Compared to him, his rival wasn’t in bad shape, but she couldn’t be said to be in good shape. In her teenage years she had been a cross-country runner. She was built for it: tall but chubby, with strong, thick legs. She would be very determined, he knew that. Nonetheless, he didn’t believe she had sufficient stamina. You couldn’t just run for over an hour at a hard pace if you hadn’t done it for twenty-five years. Or could you, if bitterness was your fuel? She had said, when they discussed it, that she could ‘never, ever’ let him beat her. She would rather kill herself. Let her die then, he thought. He’d bury her gladly.

Now the two of them strode out through the house to the pavement. The kids and their friends, excited and bewildered by the eccentric behaviour of the adults, banged at the windows and waved them off, before going back to playing football in the echoing rooms which were empty now, apart from packed boxes marked with his and hers stickers.

He was aware that none of them would forget this day, and he wasn’t taking it lightly. For a start, he realised they had seriously underestimated the distance. Based on the course they had agreed, the whole race would probably take an hour and a half. This was, for them both, more than an effort.

Ever since they’d finally agreed to the ‘death match’, he had started to practise, running about thirty minutes most days, exhausted at the end. The previous evening he’d attempted ten press-ups, drunk little, worked out, and at nine thirty retired to his room, where he’d imagined himself, the next day, crashing into the house ahead of her, with his arms upraised like Jesse Owens in Berlin, but with a rose in his teeth.

Central to his hope was that fury would inspire and carry him through, particularly after she’d said, ‘Truly, I hope I get home first. Then I can call you an ambulance, and you can see me wave from the pavement, flat on your fucking back, you gutted loser.’

The kids, he noted, were keen to know what he’d put in his will.

Outside on the street, he bent forward and backwards, and jiggled on his toes, churning his arms. She stood next to him impatiently. He couldn’t bear to look at her. She had said that she was eager to get on with her life. For that he was glad. Surely, then, he couldn’t take this ridiculous bout seriously? The two of them must have looked idiotic, standing there glaring, seething and stamping. Where was his wisdom and maturity? Yet, somehow, nothing had been as important as this before.

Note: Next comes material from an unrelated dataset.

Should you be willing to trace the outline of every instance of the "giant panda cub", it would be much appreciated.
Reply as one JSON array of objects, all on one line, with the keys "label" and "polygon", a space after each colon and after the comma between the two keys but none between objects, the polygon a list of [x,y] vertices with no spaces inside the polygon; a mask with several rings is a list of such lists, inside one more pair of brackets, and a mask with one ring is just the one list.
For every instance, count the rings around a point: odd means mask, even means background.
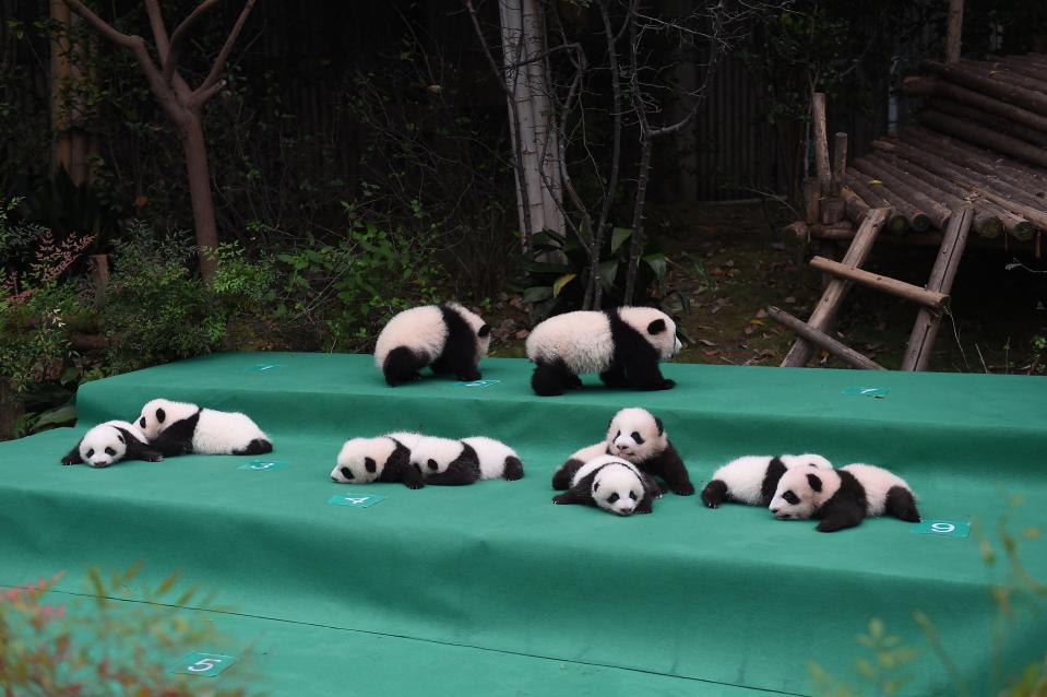
[{"label": "giant panda cub", "polygon": [[713,472],[713,479],[702,489],[702,503],[718,508],[724,501],[748,506],[768,506],[774,497],[778,481],[786,470],[812,466],[831,470],[832,464],[820,454],[747,454],[731,460]]},{"label": "giant panda cub", "polygon": [[142,407],[139,428],[165,456],[263,454],[273,444],[247,414],[157,399]]},{"label": "giant panda cub", "polygon": [[150,447],[145,434],[126,421],[107,421],[84,434],[76,447],[62,458],[62,464],[86,462],[93,468],[107,468],[120,460],[159,462],[164,456]]},{"label": "giant panda cub", "polygon": [[883,515],[920,521],[916,497],[905,480],[861,463],[818,472],[786,470],[770,509],[778,520],[817,518],[819,532],[854,528],[862,518]]},{"label": "giant panda cub", "polygon": [[542,397],[582,387],[582,373],[598,373],[607,387],[668,390],[675,382],[662,376],[658,362],[682,347],[676,323],[652,307],[550,317],[534,328],[526,345],[535,364],[531,387]]},{"label": "giant panda cub", "polygon": [[479,456],[462,440],[425,436],[411,448],[411,465],[427,484],[461,486],[480,479]]},{"label": "giant panda cub", "polygon": [[674,494],[690,496],[694,493],[687,466],[669,440],[662,420],[645,409],[630,406],[615,414],[604,442],[572,454],[552,475],[552,488],[568,488],[574,472],[600,454],[612,454],[632,462],[647,475],[661,477]]},{"label": "giant panda cub", "polygon": [[617,516],[650,513],[662,495],[658,485],[628,460],[603,454],[571,476],[570,488],[552,497],[554,504],[582,504]]},{"label": "giant panda cub", "polygon": [[480,358],[490,347],[491,329],[457,303],[426,305],[400,312],[374,344],[374,364],[390,387],[420,380],[421,368],[479,380]]},{"label": "giant panda cub", "polygon": [[411,465],[408,442],[419,434],[396,433],[377,438],[350,438],[342,446],[331,479],[343,484],[401,482],[407,488],[426,485],[421,472]]}]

He concentrated on his breathing and began to jog on the spot. He would run to the edge of himself. He would run because he’d made another mistake. He would run because they could not be in the same room, and because the worst of her was inside him.

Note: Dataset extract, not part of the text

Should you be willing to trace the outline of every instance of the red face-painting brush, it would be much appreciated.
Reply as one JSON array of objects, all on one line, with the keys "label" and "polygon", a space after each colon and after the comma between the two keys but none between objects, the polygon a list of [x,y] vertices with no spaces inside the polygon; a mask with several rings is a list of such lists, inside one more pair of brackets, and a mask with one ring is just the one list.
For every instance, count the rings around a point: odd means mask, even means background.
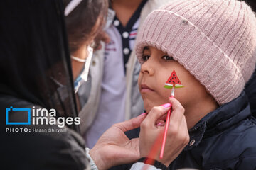
[{"label": "red face-painting brush", "polygon": [[[167,89],[171,88],[170,98],[174,97],[174,88],[183,87],[183,86],[181,84],[181,82],[178,79],[174,70],[172,72],[171,76],[169,76],[167,81],[166,82],[164,87],[167,88]],[[171,106],[167,113],[166,126],[164,128],[164,137],[163,137],[163,142],[162,142],[162,146],[161,146],[161,152],[160,152],[160,159],[162,159],[164,157],[164,152],[165,143],[166,141],[167,131],[168,131],[169,125],[170,123],[171,113]]]}]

When he thought she was ready, he said, ‘All right?’

‘Yes.’

‘Let’s start then. Are you sure?’ he said.

‘Yes, I’m sure.’

‘Ready?’

She said, ‘Say “go”, not “ready”.’

‘I will. When you agree it’s time to say it.’

‘Just say it now, please,’ she said. ‘For God’s sake!’

‘Okay, okay.’

‘Okay?’ she said.

‘Go!’ he said.

‘Right, thanks,’ she said. ‘At last. You made a decision.’

‘Go, go!’ he said.

‘Good,’ she said. ‘Go!’

And they went.

He started first, taking a few careful paces to try his knees, only to see her hare off, flying past him, and turning the corner a few yards away. Soon she was out of sight.

He kept to his plan; he was slow, as he had intended, conserving his energy for the final fifteen-minute burst. Turning the first corner himself, he slowed down even more. He’d felt a tightening in his left calf. Something stringy must have pulled. Could it be multiple sclerosis? Or perhaps cramp? These days he even got cramp reaching to cut his toenails. Not that anyone was excused: you’d see them before extra time at football tournaments; on two hundred grand a week, the world’s greatest footballers lying on the turf as if they’d been shot. He knew their agony; he shared it, this hopping devastated fool in luminous running shoes, with linen shorts over scraggy legs.